# Question Answering with Transformers
**Goal:** Build and evaluate a Question Answering (QA) system using pretrained transformer models (like BERT, DistilBERT, RoBERTa, ALBERT).  
This notebook supports:  
- Loading SQuAD v1.1-style data or a CSV with `context`, `question`, `answers` columns.  
- Running inference with pretrained QA models to extract answer spans.  
- Evaluating using Exact Match (EM) and F1 (token-level) metrics.  
- Comparing two models side-by-side.  
- Fine-tuning a model on your dataset using the Hugging Face `Trainer`.  
- Simple interactive interfaces: CLI and Streamlit examples.

**Notes:** To run full experimentation and fine-tuning you will need a GPU and the `transformers`, `datasets`, and `evaluate` libraries installed.

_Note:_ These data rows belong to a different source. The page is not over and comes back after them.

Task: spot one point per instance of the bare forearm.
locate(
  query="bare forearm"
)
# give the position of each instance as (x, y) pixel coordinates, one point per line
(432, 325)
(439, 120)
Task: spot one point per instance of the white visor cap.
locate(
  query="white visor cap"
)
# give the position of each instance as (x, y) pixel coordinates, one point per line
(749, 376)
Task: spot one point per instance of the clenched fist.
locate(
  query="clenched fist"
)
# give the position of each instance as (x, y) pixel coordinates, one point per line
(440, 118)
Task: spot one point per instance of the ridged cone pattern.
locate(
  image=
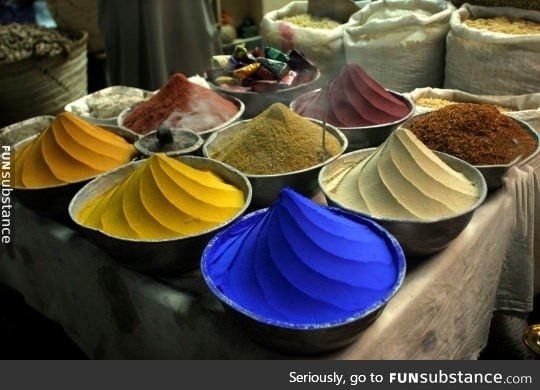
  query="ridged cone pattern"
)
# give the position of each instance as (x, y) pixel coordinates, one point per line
(163, 198)
(302, 263)
(69, 150)
(403, 179)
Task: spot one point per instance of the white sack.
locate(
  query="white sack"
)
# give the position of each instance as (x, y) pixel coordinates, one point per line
(401, 44)
(491, 63)
(324, 47)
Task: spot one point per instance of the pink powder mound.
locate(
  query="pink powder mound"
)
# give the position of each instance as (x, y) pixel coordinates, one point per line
(355, 100)
(180, 103)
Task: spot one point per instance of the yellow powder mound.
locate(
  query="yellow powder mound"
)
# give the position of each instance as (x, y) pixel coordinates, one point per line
(163, 198)
(69, 150)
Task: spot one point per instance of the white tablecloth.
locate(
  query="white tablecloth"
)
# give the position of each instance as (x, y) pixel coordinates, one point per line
(442, 311)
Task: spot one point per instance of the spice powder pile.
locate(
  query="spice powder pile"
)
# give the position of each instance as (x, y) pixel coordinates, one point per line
(476, 133)
(276, 141)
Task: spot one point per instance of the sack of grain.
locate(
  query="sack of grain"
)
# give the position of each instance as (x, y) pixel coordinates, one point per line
(40, 72)
(493, 51)
(400, 43)
(80, 15)
(321, 41)
(525, 4)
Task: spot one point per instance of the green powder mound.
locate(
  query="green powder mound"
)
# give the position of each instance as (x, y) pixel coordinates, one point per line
(276, 141)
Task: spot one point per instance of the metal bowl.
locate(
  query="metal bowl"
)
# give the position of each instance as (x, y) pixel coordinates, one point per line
(266, 188)
(205, 133)
(257, 102)
(53, 201)
(158, 257)
(82, 107)
(493, 174)
(362, 137)
(417, 238)
(149, 143)
(17, 132)
(294, 338)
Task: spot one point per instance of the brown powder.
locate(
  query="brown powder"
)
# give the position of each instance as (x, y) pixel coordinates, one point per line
(184, 104)
(476, 133)
(276, 141)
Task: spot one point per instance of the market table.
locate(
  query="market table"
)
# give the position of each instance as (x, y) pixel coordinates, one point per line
(442, 311)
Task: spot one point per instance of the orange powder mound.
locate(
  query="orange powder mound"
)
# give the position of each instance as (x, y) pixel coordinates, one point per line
(69, 150)
(163, 198)
(180, 103)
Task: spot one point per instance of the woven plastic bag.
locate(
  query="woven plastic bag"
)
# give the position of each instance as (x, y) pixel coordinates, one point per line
(491, 63)
(400, 43)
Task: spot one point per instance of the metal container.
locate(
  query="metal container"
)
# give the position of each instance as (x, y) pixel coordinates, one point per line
(17, 132)
(362, 137)
(417, 238)
(257, 102)
(302, 339)
(205, 133)
(266, 188)
(158, 257)
(86, 105)
(191, 143)
(53, 201)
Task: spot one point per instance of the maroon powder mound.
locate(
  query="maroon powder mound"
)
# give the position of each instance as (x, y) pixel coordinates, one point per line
(180, 103)
(353, 99)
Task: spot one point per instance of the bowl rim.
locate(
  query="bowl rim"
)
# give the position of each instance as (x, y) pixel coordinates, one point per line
(277, 91)
(115, 129)
(342, 138)
(361, 154)
(199, 141)
(393, 245)
(239, 103)
(107, 91)
(403, 96)
(125, 170)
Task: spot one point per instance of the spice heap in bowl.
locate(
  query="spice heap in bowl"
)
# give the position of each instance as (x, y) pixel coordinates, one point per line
(104, 106)
(262, 77)
(181, 103)
(303, 278)
(425, 199)
(358, 105)
(479, 134)
(51, 166)
(156, 215)
(276, 149)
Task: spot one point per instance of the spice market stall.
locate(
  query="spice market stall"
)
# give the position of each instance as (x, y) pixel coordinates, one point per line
(104, 281)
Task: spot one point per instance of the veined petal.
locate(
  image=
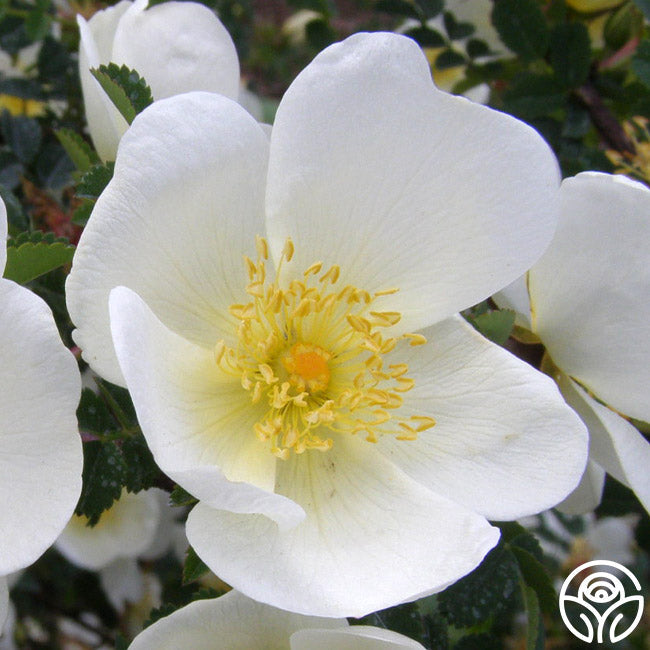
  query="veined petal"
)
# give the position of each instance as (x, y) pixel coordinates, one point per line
(124, 530)
(198, 422)
(235, 620)
(372, 537)
(515, 297)
(615, 444)
(193, 50)
(4, 601)
(354, 637)
(40, 447)
(589, 292)
(182, 209)
(589, 492)
(505, 444)
(105, 123)
(402, 185)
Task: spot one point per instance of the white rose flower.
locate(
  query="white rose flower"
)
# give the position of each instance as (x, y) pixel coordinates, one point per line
(589, 306)
(347, 435)
(175, 46)
(239, 622)
(40, 446)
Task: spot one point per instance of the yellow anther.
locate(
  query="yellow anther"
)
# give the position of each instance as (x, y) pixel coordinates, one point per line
(313, 358)
(313, 269)
(332, 275)
(416, 339)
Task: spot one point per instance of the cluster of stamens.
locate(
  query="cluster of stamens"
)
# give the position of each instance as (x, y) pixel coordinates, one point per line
(312, 353)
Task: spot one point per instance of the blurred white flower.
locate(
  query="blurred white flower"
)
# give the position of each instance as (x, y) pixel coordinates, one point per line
(125, 530)
(40, 446)
(589, 306)
(239, 622)
(343, 463)
(175, 46)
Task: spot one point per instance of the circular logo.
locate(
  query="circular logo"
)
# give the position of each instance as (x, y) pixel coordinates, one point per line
(596, 607)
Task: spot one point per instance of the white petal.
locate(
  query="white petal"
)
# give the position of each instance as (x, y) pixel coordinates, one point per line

## 1) Install dependencies

In [None]:

# Uncomment if you need to install packages in your environment
# %pip install transformers datasets evaluate pandas torch sentencepiece streamlit
# %pip install git+https://github.com/huggingface/transformers


## 2) Imports & Setup

In [2]:

import os, json, textwrap, warnings, math
from typing import List, Dict, Tuple, Optional
import numpy as np
import pandas as pd

import torch
from transformers import AutoTokenizer, AutoModelForQuestionAnswering, pipeline, TrainingArguments, Trainer, default_data_collator
from datasets import load_dataset, Dataset, DatasetDict
# Note: `load_metric` was moved to the `evaluate` package. Use `import evaluate; evaluate.load("squad")` if needed.

DEVICE = "cuda" if torch.cuda.is_available() else "cpu"
print("Device:", DEVICE)


  from .autonotebook import tqdm as notebook_tqdm


Device: cpu


## 3) Load SQuAD or custom CSV

In [None]:

# This cell tries to load local SQuAD-format JSON or a CSV with columns: context, question, answers
def load_local_squad(json_path="train-v1.1.json"):
    if not os.path.exists(json_path):
        return None
    # Minimal parser for SQuAD v1.1 structure
    with open(json_path, 'r', encoding='utf-8') as f:
        data = json.load(f)
    rows = []
    for article in data.get('data', []):
        for para in article.get('paragraphs', []):
            context = para.get('context', '')
            for qa in para.get('qas', []):
                q = qa.get('question', '')
                answers = [a['text'] for a in qa.get('answers', [])] if 'answers' in qa else []
                rows.append({'context': context, 'question': q, 'answers': answers})
    return pd.DataFrame(rows)

def load_dataset_csv(csv_path="squad_style.csv"):
    if not os.path.exists(csv_path):
        return None
    df = pd.read_csv(csv_path)
    # Expect columns: context, question, answers (answers may be JSON list or string)
    if 'answers' in df.columns:
        # ensure list type
        def parse_answers(x):
            if isinstance(x, str):
                try:
                    v = json.loads(x)
                    if isinstance(v, list): return v
                except Exception:
                    return [x]
            if isinstance(x, list):
                return x
            return [str(x)]
        df['answers'] = df['answers'].apply(parse_answers)
    else:
        df['answers'] = [[]]*len(df)
    return df[['context','question','answers']]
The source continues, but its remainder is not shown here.